Tech bosses, politicians, scientists, academics and campaigners are meeting at the AI Impact Summit in India this week for top-level discussions about what the world should be doing to try to guide the AI revolution in the right direction.
It has kicked off not just with long queues and confusion for some delegates, but also conflicting reports about whether keynote speaker Bill Gates would appear.
Reports overnight suggested the Microsoft founder – who has faced questions after appearing in the Epstein files – would no longer be addressing the Summit.
But the Gates Foundation has since confirmed his attendance, telling the BBC he will deliver his keynote as scheduled.
It reveals how the aims of this Summit – like others before it – can become overshadowed by other events.
Those who shout the loudest about AI tend to be in the West, notably the US and Europe.
So it’s significant that a gathering of powerful leaders is being held in the Global South, a region of the world that runs the risk of being left behind in the AI race.
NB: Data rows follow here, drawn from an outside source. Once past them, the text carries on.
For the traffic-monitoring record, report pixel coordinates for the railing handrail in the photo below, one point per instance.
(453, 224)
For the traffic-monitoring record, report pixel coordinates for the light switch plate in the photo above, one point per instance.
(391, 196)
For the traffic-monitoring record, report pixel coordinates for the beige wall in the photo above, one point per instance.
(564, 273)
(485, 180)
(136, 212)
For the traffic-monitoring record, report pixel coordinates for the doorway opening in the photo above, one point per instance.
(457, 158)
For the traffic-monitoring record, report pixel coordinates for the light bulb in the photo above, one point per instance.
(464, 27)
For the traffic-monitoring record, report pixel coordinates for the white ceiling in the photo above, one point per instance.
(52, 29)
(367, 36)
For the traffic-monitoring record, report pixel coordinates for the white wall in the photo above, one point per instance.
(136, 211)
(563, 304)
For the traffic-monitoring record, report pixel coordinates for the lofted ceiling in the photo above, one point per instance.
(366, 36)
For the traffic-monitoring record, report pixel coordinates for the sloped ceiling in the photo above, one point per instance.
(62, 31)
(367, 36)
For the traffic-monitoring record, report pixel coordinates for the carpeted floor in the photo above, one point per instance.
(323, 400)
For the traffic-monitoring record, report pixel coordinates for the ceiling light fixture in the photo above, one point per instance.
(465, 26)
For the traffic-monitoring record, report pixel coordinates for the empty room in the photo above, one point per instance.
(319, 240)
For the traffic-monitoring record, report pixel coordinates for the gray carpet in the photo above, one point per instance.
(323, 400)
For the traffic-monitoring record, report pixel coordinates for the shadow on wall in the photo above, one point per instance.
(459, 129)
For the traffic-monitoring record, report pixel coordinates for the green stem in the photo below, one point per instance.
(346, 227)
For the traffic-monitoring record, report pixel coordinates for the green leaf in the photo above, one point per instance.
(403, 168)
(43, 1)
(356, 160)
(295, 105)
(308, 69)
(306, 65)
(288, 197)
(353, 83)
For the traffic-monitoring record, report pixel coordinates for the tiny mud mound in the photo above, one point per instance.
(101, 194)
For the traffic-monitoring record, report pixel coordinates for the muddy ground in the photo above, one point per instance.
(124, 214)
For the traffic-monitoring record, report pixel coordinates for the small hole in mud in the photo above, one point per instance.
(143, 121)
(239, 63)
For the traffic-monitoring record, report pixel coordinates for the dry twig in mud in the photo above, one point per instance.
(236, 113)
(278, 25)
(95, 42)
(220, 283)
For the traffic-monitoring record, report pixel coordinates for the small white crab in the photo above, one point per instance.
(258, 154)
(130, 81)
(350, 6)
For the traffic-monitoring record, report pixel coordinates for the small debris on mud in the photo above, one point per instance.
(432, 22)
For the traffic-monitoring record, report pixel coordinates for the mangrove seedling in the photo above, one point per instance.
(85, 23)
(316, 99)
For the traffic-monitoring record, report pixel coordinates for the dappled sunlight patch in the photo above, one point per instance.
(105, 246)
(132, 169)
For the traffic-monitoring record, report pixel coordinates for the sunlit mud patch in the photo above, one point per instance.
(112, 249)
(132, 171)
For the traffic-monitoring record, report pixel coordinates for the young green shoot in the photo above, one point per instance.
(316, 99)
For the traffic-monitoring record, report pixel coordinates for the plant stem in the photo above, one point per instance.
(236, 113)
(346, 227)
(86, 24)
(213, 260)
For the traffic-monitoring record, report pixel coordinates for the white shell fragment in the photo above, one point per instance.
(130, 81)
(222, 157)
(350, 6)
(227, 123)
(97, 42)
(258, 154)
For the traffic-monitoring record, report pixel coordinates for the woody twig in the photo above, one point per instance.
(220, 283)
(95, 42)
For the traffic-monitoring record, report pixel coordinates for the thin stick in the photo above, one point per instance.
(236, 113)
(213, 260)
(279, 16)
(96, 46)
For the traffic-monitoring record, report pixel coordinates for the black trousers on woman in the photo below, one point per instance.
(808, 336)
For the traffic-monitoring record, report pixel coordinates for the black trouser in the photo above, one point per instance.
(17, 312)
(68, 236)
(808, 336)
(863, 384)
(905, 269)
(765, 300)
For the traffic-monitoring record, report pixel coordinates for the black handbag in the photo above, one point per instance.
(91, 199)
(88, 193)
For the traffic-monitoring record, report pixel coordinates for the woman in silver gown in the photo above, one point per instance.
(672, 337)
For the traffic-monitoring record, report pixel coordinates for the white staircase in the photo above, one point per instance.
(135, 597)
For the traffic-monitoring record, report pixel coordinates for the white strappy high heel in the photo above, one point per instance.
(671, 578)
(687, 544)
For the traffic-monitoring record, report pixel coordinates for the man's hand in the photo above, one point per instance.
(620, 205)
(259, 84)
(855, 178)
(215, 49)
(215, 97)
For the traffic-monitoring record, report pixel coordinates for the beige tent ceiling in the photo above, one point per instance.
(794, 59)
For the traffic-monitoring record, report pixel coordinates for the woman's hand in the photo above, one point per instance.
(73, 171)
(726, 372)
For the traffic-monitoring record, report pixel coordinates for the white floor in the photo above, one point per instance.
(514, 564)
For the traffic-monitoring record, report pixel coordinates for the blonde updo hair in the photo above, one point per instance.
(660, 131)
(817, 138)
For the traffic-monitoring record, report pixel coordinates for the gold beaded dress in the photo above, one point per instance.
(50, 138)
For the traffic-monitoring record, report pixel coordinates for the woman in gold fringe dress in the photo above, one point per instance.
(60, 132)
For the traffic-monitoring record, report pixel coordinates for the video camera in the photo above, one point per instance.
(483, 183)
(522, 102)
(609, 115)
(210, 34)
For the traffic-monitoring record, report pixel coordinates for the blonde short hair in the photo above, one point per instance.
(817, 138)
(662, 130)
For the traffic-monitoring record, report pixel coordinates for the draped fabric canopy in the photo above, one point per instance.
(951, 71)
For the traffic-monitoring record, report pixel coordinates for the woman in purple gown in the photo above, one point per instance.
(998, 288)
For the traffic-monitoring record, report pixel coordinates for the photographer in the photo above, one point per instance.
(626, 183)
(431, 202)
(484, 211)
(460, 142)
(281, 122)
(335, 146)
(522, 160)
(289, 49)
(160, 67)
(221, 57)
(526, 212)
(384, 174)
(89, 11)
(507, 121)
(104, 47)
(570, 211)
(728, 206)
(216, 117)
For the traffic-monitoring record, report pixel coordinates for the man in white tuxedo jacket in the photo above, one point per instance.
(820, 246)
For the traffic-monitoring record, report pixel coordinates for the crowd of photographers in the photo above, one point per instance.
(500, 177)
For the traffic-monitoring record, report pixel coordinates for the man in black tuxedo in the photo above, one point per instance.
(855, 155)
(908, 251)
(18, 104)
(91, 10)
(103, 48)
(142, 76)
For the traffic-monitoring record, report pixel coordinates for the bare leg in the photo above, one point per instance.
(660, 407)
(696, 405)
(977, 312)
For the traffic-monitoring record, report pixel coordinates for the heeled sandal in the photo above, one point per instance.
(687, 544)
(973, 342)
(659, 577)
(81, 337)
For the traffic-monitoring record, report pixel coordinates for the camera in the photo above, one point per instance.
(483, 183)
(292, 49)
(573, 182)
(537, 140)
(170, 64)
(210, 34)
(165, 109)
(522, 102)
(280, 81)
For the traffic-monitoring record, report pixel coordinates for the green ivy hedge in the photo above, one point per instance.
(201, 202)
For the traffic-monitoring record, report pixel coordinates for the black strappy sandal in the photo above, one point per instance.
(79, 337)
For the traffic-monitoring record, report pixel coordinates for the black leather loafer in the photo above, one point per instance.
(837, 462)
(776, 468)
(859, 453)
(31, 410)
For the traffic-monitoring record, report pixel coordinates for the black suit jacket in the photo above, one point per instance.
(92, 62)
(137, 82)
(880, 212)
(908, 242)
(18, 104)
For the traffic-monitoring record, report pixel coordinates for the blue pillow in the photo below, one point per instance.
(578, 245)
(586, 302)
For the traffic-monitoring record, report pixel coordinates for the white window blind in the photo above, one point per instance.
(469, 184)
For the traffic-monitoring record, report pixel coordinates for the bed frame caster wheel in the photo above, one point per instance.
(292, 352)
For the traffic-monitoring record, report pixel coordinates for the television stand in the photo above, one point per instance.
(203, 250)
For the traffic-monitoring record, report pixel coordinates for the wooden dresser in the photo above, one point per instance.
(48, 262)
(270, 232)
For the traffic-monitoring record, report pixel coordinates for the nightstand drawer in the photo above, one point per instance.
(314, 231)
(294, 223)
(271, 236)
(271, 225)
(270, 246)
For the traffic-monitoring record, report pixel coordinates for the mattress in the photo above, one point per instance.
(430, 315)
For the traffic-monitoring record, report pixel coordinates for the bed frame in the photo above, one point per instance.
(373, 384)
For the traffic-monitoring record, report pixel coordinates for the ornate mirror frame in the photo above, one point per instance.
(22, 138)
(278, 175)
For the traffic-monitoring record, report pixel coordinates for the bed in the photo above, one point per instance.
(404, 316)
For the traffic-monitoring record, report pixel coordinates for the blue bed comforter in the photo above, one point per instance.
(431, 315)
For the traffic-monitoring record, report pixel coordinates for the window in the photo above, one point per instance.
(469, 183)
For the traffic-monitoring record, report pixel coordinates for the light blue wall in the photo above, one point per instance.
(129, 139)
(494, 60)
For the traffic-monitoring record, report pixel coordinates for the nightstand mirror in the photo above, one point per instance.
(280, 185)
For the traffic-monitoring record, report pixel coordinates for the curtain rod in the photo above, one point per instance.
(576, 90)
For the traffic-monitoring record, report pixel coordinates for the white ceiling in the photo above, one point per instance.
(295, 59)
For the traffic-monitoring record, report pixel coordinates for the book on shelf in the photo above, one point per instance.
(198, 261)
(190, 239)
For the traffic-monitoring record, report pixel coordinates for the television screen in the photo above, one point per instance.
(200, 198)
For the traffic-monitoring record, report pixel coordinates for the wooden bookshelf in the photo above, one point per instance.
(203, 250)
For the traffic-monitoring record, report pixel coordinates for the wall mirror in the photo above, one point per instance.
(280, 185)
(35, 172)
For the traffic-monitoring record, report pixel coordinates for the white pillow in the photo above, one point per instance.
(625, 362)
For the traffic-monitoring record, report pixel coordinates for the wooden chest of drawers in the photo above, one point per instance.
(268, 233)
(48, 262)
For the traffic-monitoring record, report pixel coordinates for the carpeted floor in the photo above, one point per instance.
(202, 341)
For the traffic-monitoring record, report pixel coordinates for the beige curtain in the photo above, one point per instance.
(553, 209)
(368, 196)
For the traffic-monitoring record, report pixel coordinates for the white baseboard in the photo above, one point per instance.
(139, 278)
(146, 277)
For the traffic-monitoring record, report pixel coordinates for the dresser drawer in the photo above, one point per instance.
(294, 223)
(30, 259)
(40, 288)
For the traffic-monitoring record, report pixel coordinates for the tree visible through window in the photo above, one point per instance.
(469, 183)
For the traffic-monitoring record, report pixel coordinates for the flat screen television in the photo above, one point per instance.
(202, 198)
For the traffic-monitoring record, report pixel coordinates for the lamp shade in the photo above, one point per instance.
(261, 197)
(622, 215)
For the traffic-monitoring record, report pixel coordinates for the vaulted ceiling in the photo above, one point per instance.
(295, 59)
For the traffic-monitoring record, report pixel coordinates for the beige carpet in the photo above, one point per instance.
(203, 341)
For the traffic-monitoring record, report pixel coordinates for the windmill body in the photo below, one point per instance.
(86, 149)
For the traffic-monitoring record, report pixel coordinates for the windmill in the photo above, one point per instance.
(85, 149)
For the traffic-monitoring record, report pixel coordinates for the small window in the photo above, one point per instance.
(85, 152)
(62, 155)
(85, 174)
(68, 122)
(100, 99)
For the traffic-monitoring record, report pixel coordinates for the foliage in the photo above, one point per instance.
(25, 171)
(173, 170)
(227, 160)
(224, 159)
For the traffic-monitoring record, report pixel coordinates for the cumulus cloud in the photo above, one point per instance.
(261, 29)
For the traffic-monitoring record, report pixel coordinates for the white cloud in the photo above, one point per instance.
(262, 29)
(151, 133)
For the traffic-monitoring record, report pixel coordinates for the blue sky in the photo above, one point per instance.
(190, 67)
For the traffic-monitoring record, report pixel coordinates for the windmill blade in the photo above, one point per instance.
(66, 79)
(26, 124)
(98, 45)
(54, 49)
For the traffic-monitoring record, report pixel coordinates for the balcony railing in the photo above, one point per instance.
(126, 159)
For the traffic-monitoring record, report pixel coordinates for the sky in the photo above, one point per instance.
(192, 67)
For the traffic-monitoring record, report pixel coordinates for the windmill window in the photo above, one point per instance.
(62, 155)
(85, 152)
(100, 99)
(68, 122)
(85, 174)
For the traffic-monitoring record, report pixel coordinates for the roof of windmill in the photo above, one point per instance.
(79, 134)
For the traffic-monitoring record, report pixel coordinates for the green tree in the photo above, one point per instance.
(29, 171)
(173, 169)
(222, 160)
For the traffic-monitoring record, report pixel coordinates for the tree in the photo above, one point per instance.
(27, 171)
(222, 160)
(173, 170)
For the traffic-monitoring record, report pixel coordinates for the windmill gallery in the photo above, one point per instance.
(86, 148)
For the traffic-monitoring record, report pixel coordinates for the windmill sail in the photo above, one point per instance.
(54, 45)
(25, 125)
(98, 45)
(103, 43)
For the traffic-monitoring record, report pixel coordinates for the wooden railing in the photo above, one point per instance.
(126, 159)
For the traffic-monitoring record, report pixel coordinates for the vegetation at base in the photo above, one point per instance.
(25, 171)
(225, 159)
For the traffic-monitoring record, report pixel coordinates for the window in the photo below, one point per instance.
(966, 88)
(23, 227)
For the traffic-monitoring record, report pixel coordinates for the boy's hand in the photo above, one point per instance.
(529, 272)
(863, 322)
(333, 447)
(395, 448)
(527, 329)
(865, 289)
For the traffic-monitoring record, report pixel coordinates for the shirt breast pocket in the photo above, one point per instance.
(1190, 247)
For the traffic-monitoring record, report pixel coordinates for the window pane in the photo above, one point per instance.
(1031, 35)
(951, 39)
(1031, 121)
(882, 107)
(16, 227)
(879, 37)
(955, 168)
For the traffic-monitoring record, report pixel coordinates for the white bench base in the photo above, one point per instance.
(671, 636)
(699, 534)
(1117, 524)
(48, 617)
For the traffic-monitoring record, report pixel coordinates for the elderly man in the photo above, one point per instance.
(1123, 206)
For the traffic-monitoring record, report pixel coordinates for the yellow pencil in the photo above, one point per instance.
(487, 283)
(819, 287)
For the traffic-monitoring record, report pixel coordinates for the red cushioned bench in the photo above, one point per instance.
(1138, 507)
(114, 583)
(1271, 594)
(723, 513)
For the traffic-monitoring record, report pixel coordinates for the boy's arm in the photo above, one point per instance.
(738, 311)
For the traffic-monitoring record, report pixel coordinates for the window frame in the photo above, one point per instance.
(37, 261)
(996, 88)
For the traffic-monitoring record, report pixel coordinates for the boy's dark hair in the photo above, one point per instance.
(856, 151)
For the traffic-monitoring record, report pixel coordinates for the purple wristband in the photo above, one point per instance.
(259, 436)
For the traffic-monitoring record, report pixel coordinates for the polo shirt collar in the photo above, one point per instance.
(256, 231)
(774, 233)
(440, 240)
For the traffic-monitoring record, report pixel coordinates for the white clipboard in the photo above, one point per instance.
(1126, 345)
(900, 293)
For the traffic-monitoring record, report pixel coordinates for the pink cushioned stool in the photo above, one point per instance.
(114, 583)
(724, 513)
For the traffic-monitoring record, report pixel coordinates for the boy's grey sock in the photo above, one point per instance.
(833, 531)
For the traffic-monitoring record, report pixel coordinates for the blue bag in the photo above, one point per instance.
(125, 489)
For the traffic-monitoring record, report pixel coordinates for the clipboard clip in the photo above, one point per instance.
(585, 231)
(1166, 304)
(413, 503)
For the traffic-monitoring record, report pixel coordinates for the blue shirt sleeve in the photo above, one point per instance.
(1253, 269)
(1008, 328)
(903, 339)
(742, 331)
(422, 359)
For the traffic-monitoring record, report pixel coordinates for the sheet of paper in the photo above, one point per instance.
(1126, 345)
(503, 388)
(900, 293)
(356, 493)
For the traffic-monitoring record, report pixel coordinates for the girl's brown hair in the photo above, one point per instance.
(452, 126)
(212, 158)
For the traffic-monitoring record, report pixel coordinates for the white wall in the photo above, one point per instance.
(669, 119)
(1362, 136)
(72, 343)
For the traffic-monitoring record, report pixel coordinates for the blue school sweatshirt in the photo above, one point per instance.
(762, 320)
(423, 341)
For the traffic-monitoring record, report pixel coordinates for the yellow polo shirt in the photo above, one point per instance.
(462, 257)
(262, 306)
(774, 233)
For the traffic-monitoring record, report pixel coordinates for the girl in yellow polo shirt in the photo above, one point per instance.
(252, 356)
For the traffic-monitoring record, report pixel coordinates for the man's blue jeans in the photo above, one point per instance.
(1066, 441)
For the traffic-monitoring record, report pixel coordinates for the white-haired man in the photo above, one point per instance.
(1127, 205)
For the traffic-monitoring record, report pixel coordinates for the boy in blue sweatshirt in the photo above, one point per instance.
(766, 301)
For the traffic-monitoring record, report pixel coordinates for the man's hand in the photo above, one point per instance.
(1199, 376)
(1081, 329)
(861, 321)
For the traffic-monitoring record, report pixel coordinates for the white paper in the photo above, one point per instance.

At last year’s AI Action Summit, as it was then known, an ugly power struggle broke out between some Western countries over who should be in charge.
The various Western powers jostled for pole position in Paris, and US vice president JD Vance delivered a blistering speech in which he said America’s place at the top of the pack was non-negotiable.
I suspect there may be a more humble vibe this week in Delhi: the capital of a country which has helped to build the foundations that support this mega-powerful new tech – but is not reaping as much reward as the more affluent west.
There are some significant AI hubs in India, including in Bengaluru, Hyderabad and Mumbai. It has a large tech workforce, and has attracted some big infrastructure investments from the likes of Google, Nvidia and Amazon.
At the same time, low-paid workers there have long been carrying out the unseen and painstaking task of manually categorising the vast amounts of data used to train the world’s AI tools.
In her book Empire of AI, the journalist Karen Hao writes about an unnamed firm in India which was contracted to do content moderation of AI-generated images: she claimed it included workers looking at horrifying ones to decide which should be blocked from being reproduced.
According to the recruitment website Glassdoor, the average salary for an AI data trainer in Chennai is 480,000 rupees – less than £4,000 ($5,000) per year.
It’s an essential role, but to put this into perspective OpenAI, the creator of ChatGPT, is valued at over $500bn.